ΝΗΡΕΥΣ Α.Ε.

Additional resolutions 1st Recurring Extraordinary Shareholders General Meeting

The company NIREFS CHIOS AQUACULTURES S.A. announced today that its 1st Recurring Extraordinary Shareholders General Meeting of July 30, 2005, approved unanimously the following items of the Daily Agenda:

1a) The actions, statements or announcements the BoD of the company or their authorized representatives made up to now, within the context of the procedure and for the purpose of the merger of the company NIREFS CHIOS AQUACULTURES S.A. by the absorption of the company FEEDUS S.A.;
1b) The relevant merger agreement draft of 5/5/2005 of the aforesaid merger, as it has been drawn up by the BoD of the companies and the restructuring balance sheet of 31.12.2004.

2. The share capital increase of the company and the relevant modification of Article 5 of its Articles of Association (re: addition of a paragraph as to the share capital increase of the company by:
a) the amount of the contributed share capital, amounting euro 7,841,631 of the absorbed company "FEEDUS S.A." through a simultaneous decrease by euro 4,432,778.1, due to the cancellation of shares that the absorbing company holds, viz. by euro 3,408,852.9
b) by the amount of euro 62,602.58 through the capitalization of reserves from the Share Premium Account and with the simultaneous decrease of the par value of the share from ?1.62 to euro 1.25 per share, i.e. by euro 0.37 per share.
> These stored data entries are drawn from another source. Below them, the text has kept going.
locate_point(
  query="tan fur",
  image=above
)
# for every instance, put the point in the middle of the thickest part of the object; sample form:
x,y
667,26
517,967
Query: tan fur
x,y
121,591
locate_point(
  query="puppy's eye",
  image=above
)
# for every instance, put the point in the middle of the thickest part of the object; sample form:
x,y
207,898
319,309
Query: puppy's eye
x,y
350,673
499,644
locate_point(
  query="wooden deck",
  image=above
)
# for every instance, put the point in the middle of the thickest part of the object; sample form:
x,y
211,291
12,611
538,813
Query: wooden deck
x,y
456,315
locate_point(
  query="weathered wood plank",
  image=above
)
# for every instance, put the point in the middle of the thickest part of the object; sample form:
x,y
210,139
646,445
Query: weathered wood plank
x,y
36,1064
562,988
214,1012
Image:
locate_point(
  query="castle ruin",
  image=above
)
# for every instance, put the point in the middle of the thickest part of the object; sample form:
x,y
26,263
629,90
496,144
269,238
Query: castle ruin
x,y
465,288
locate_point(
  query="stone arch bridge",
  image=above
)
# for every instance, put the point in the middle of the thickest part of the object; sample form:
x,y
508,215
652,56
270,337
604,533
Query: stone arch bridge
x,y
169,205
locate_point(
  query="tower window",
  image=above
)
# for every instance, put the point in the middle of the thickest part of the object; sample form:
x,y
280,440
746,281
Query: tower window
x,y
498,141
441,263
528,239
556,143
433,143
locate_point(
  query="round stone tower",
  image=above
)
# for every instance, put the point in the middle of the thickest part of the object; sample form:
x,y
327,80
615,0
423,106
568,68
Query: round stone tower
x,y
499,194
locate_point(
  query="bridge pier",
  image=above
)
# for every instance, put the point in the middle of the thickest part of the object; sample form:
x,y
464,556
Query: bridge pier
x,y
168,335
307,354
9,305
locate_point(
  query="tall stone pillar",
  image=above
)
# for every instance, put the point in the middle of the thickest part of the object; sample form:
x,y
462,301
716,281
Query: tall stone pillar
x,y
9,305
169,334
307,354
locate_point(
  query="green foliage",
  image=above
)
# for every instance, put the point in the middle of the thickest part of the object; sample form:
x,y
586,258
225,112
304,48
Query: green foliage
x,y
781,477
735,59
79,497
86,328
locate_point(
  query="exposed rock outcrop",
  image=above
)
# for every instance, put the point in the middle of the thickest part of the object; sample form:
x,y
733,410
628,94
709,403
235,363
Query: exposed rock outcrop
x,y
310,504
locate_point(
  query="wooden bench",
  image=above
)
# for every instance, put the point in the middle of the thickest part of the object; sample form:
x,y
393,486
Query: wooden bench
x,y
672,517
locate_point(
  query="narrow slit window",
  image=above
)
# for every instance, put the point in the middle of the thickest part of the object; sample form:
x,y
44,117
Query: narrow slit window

Thus, the share capital of the company amounts to euro 50,460,642.50 and it is dividend into 40,368,514 common registered voting shares, of a par value of euro 1.25 each).

3. The authorization to: a) Mr.Aristidis Beles to sign on behalf of the company the notary deed pertaining to the merger of the company by the absorption of the company FEEDUS S.A. and take any other action required for the consummation of the said merger and b) to the BoD of the company to settle -at its own discretion-any fractional rights that might derive from the share capital increase of the absorbing company and during the shares' exchange of the merging companies.

4. The authorization to the BoD of the company to settle all the issues related to the granting of licences and approvals by the HCMC and the ATHEX, the drawing up and issue of the Prospectus of the company with respect to the aforesaid merger, the listing and trading of the shares of the absorbing company after the completion of the merger process and of any other relevant issue.

5. The modifcation of Article 1 (re: change in the trade name of the company from "NIREFS CHIOS AQUACULTURES S.A. to "NIREFS AQUACULTURES S.A." with the distinctive title "NIREFS S.A.").

6. The modifcation of Article 3 (re: addition and expansion of the purpose of the company due to the merger of the company by absorption of 'FEEDUS S.A.").